Belarus Remains ‘at Greatest Risk’ of Russian Annexation, Illarionov Says


Paul Goble

            Staunton, October 5 – Belarus remains “at greatest risk” of Russian annexation because it lacks a defense capability and the West is uncertain as to what if anything it will do should Vladimir Putin move to absorb it, according to Russian commentator Andrey Illarionov who earlier served as a Putin advisor.

            He tells Die Welt’s Christooph B.Schiltz that NATO and the EU seek to “restore the international order in the form in which it existed before Russian aggression in Georgia in 2008 and in Ukraine in  2014,” but they haven’t achieved that goal and remain in a reactive mode (welt.de/politik/ausland/article201356694/Andrej-Illarionow-Putin-viel-smarter-als-Obama-und-Trump-zusammen.html translated into Russian at inopressa.ru/article/04Oct2019/welt/illarionov.html).

            “It is necessary to do still more,” Illarionov says. Nowhere is that more the case than with regard to Belarus, the country in Europe “under the greatest threat from Moscow.” It isn’t a member of NATO or another military alliance and it lacks its own effective defense. Moreover, the question arises as to what NATO would do or whether it would do anything if Belarus were subject to attack and annexation.”

            Moscow could likely achieve its goal by decapitating the regime in Minsk. “Lukashenka could go into the woods for mushrooms and not return. In the past we have seen that Moscow has many opportunities to eliminate people. And if in Belarus, the chief disappeared, there would then not be anyone else who could give orders.” The system would be open for destruction and occupation.

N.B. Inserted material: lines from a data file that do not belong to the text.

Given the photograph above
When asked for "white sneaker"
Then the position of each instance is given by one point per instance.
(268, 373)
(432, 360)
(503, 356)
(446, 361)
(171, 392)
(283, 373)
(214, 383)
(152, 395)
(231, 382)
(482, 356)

            Lukashenko has dominated the scene for 25 years, he doesn’t have a successor, and “there is no effective civil society, effective parties or effective parliament. Ninety percent of the population speaks Russian, the majority of the population are Orthodox Christians, and the reputation of Russia is on the whole positive.”

            “Therefore,” Illarionov says, “Putin could deal with the situation there without difficulty … In Ukraine at the start of military operations, an oligarch formed his own battalions in order to resist the Russian aggressor. This was a sign of an existing civic culture. In Belarus, nothing similar exists.

            Elsewhere, he continues, Putin has shown himself capable of outplaying the West. For example, in the Middle East, he “has shown that he is much more clever and tougher than former US President Obama or President Trump or both of them taken together.” The US dominated the region before 2015, but the US withdrawal from Syria, “everyone suddenly understood … the Russians are coming.”

            That represents “a major political victory for Putin,” Illarionov says.